“But after all,” Charles said more clearly, “it doesn’t matter about being acclaimed. It’s just like making music for deaf people: the music’s there; the music’s there. And so it doesn’t matter very much whether you love me. It’s one’s weakness that wants that, one’s loneliness. I can love you just the same, perhaps better; it’s the audience that spoils things. I should think it does!”
“So you’re quite happy.”
“Not quite,” he answered, “but I have something to do, something I can do, too. Music—no, I’m not good enough. I’m no more than an amateur, but in this I can be supreme.”

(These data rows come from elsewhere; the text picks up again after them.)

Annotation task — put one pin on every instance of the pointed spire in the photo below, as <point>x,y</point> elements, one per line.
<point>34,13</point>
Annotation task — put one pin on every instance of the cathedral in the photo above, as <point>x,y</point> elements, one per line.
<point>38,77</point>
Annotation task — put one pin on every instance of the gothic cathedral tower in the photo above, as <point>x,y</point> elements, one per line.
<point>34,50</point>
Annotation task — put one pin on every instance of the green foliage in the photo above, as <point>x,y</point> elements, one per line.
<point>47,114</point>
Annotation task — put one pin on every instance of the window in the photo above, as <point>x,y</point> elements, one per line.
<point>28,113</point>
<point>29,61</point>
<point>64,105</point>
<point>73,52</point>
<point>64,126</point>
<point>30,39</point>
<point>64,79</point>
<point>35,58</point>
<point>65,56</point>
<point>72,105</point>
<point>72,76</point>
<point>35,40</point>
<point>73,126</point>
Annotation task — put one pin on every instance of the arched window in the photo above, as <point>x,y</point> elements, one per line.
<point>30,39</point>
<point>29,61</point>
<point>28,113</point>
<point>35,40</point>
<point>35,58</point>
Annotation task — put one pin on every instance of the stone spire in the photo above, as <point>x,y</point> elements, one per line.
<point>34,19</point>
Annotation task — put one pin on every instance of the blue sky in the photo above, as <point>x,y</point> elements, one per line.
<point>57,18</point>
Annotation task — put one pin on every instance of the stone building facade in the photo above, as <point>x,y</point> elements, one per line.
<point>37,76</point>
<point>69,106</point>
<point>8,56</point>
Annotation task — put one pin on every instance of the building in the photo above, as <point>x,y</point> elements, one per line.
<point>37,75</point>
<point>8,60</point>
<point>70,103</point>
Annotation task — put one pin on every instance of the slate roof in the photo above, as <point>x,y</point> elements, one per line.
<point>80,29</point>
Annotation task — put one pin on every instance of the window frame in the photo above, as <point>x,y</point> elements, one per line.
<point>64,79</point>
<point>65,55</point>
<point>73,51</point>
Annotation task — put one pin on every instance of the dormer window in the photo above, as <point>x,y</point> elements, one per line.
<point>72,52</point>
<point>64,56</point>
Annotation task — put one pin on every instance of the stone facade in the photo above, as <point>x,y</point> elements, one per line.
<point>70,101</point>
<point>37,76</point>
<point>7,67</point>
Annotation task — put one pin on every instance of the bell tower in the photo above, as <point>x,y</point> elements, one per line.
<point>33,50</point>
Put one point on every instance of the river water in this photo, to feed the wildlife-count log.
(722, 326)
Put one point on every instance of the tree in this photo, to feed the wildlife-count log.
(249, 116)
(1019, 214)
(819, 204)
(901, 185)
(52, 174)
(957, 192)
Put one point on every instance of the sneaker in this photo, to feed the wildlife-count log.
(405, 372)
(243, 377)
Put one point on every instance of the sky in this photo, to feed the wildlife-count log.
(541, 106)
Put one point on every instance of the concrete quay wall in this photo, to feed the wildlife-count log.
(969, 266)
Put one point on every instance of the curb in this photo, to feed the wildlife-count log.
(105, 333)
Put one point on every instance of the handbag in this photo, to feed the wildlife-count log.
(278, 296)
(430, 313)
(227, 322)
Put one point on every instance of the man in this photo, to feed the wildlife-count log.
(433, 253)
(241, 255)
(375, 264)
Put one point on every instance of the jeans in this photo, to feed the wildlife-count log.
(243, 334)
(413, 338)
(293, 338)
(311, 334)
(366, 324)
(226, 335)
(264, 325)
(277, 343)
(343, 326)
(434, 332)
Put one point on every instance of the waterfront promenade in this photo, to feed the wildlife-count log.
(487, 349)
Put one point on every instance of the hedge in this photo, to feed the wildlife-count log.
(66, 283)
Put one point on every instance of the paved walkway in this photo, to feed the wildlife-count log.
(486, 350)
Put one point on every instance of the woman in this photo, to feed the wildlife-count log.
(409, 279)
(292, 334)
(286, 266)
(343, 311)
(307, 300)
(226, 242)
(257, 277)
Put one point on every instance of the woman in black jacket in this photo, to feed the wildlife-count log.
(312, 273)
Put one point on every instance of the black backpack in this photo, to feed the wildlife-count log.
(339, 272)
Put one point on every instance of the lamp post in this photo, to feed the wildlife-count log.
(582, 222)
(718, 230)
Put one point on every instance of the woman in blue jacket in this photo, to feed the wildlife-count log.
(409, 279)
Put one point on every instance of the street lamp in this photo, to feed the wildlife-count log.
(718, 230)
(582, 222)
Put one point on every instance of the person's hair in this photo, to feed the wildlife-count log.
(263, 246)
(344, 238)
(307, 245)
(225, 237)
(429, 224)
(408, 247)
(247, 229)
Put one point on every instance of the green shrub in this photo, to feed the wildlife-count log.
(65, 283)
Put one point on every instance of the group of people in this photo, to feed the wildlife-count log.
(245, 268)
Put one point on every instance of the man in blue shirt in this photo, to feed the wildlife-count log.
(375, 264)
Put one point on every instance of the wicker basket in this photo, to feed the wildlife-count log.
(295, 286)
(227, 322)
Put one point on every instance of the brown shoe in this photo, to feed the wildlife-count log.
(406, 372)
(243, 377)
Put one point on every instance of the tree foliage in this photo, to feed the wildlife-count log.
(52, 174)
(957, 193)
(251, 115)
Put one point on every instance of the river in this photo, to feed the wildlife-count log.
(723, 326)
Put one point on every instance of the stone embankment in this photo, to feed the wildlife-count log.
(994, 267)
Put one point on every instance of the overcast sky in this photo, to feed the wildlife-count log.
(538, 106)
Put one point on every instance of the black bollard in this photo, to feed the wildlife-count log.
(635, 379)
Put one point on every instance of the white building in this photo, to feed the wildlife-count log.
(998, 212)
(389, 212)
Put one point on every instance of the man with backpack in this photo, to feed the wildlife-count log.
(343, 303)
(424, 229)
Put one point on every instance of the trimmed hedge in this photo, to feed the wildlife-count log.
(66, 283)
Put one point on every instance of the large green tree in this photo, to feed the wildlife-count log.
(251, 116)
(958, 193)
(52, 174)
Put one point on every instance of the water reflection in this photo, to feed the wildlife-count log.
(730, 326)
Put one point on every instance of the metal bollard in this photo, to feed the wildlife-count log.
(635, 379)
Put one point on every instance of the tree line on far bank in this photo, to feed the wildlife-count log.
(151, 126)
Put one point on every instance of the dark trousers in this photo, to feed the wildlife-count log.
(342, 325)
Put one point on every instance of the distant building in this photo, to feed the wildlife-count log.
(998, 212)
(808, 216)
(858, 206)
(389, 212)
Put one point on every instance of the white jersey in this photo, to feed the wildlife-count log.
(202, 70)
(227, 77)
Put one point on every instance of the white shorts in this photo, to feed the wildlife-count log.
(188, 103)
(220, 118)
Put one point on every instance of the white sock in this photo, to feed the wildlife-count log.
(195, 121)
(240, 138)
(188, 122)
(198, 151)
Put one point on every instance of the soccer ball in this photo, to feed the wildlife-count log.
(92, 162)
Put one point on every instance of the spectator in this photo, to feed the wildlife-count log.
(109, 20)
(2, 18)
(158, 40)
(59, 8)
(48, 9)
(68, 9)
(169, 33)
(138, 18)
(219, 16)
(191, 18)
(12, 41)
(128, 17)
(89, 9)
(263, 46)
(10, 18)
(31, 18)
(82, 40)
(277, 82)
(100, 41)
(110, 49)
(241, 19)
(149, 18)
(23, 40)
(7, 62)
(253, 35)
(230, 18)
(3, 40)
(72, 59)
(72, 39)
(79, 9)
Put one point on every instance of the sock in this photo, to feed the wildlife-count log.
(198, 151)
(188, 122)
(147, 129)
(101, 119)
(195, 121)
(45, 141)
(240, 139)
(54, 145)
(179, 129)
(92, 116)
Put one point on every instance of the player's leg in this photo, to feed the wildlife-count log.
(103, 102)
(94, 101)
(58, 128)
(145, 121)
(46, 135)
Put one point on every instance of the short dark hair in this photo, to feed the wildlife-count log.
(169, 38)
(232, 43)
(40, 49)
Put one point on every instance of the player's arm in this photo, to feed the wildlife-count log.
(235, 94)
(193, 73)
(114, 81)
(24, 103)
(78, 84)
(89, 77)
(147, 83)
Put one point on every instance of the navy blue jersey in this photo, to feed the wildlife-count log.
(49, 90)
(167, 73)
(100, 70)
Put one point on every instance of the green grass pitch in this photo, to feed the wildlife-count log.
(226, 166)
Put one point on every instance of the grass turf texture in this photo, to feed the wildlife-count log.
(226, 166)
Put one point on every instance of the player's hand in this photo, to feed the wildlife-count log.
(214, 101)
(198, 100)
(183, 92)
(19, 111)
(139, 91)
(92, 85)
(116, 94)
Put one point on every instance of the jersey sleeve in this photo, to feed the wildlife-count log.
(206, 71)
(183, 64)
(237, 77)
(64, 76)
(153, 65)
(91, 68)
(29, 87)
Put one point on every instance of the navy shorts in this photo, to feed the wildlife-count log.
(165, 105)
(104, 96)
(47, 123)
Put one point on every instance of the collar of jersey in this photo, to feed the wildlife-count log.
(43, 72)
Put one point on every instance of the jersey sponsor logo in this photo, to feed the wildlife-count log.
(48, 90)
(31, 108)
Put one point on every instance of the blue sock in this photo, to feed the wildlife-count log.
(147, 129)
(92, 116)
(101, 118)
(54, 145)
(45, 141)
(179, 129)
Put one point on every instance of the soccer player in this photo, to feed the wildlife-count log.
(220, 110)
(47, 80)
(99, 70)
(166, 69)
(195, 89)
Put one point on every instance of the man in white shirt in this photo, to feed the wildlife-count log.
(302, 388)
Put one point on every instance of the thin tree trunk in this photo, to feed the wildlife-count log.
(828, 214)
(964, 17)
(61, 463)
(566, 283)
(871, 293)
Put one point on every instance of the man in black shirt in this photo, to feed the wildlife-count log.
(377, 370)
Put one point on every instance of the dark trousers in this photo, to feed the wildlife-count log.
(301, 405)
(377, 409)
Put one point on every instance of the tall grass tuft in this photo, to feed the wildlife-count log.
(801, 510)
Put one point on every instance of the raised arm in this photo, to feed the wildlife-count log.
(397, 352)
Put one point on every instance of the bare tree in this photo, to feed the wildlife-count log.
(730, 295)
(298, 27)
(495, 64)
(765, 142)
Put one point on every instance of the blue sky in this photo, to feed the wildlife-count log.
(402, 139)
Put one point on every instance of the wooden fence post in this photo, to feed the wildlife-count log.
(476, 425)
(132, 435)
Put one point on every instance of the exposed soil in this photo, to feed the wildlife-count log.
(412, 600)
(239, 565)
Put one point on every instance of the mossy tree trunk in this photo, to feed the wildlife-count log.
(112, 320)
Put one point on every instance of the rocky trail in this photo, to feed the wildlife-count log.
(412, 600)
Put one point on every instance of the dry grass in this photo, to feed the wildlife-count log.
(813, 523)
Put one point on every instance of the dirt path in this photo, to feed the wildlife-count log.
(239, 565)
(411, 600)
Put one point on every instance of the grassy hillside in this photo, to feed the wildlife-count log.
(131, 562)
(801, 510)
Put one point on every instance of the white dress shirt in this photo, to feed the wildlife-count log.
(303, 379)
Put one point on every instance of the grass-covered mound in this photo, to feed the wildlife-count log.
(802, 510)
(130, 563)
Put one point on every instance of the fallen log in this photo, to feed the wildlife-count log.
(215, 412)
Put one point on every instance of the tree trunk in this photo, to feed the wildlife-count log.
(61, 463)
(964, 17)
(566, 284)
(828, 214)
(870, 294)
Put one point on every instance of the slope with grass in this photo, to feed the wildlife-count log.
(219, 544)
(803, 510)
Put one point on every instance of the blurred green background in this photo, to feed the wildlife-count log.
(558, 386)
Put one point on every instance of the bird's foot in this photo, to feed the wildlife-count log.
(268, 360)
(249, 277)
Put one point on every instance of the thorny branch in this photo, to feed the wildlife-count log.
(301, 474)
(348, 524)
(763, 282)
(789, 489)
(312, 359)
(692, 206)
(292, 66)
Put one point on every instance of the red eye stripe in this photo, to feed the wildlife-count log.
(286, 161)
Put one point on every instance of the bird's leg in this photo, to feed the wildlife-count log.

“You can’t be sure of that,” she said acutely. “If you wrote a poem you might think it was perfect, but you wouldn’t absolutely know till you’d tried it on other people. So you can’t be sure about love.”
“You mightn’t be,” he said with a touch of scorn. “You may depend on other people, but I don’t.”
She made a small sound of scorn. “No, you’ll never know whether you’re doing this wonderful work of yours well or not because,” she said, cruelly exultant, “it won’t be tested.”
“Ah, but it might be. You’ve got to do things as though they will be.”
“I suppose so,” she said indifferently. “And now I must go back.”
He turned obediently and thrust the parcel at her.
“But aren’t you going to take me home?” she asked.